I couldn’t say those words. I was sitting in my room, alone, reading Eicha, and I could not say those words. Every time I tried, I choked up. I was remembering all those years I cried alone, as I was crying last night, and there was no one there to comfort me. I remembered the stories of what happened to my friends, how I felt hearing them, how powerless I was to make the people I loved feel safe. I remembered the phone call I got a few months ago from someone I love more than anyone or anything in this world, telling me about how she had been raped the previous night. I remember crying with her, beating the walls because I couldn’t beat her rapist.

I remembered my grandfather and the stories he told about being in the concentration camp at 19 years old. The atrocities he described, the bravery that people exhibited when the world lost its humanity, the lengths to which people went to preserve their faith, and the horrifying barbarity to which the world succumbed. But also the despair following the Holocaust; how so many people, the remnants of a world torn apart, had lost sight of a god who couldn’t possibly have existed and allowed such atrocity. True, we’ve rebuilt both spiritually and physically, but we lost a part of ourselves in the Holocaust.

Who ever cries about anything; when is it ever acceptable? Every morning, I put on my happy face and go about my business. I don’t let people see underneath because it would scare them and depress them. Most people are like that, really, hiding the part of them that isn’t happy, either because they know people don’t want to see it, or because it betrays a weakness that they don’t feel they can afford. Twice a year it becomes acceptable to cry, to remove the mask and show what’s underneath. On Yom Kippur we cry for forgiveness, and on Tisha B’av we cry in mourning for the losses we’ve suffered.

People dread both days because of their sepulchral nature (albeit for different reasons), but in truth both are a gift of sorts. We all do things we feel guilty about, but since guilt is generally at odds with our constant pursuit of success, we push guilt aside, or justify our actions to make them easier to live with. Yom Kippur is the one day a year when we can bare our souls to ourselves and our God, face our demons, and beg forgiveness, without worrying about what others may think or how it may adversely affect our lives, because everyone else is similarly confessing their own sins and iniquities. Thus, instead of causing divisiveness, this communal confession actually becomes a bonding moment between a “nation of sinners,” thereby bringing us closer to each other, and God.

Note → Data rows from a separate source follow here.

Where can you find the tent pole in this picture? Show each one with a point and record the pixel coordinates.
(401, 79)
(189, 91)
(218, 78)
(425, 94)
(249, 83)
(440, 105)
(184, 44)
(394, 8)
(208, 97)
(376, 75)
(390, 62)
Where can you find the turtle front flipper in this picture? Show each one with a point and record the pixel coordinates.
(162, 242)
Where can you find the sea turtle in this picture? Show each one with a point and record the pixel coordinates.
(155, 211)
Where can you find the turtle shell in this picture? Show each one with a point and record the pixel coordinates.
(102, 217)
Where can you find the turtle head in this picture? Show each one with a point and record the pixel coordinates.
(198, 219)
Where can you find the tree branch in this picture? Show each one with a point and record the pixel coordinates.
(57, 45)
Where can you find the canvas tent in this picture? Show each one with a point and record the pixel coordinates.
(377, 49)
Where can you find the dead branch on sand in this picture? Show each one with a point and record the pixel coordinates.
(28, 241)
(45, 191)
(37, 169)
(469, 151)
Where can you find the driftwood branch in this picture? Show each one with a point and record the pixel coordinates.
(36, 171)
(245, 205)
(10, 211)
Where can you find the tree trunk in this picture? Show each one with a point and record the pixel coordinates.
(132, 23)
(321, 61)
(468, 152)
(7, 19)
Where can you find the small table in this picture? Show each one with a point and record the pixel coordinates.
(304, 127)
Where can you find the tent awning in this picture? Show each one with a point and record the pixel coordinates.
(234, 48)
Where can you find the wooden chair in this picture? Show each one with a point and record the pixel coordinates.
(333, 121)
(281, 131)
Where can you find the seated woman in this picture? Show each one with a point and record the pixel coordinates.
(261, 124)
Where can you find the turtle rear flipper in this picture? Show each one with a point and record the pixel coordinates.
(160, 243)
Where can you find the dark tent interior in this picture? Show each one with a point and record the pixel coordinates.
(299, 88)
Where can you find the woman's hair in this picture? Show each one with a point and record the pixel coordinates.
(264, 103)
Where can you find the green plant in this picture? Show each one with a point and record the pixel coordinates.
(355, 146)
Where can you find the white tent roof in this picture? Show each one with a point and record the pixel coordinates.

Tisha B’av, too, allows us a day to express publicly what we keep hidden in the innermost recesses of our hearts. Crying is an intensely intimate experience, not just for oneself, but for everyone else around you. It’s something most people never let themselves see, let alone other people, but one day a year, we all sit on the floor, mourning, crying together over the losses we’ve experienced, both personally and as a nation. It raises us together to a different level, a level that that is equal and free of class, or caste, or position. We all sit on the floor and show our deepest vulnerabilities. On both days we are united by tears.

Yom Kippur and Tisha B’av are gifts that, while they may start of as an imposition, end as uplifting and unifying experiences because they force us to embrace the gift of tears.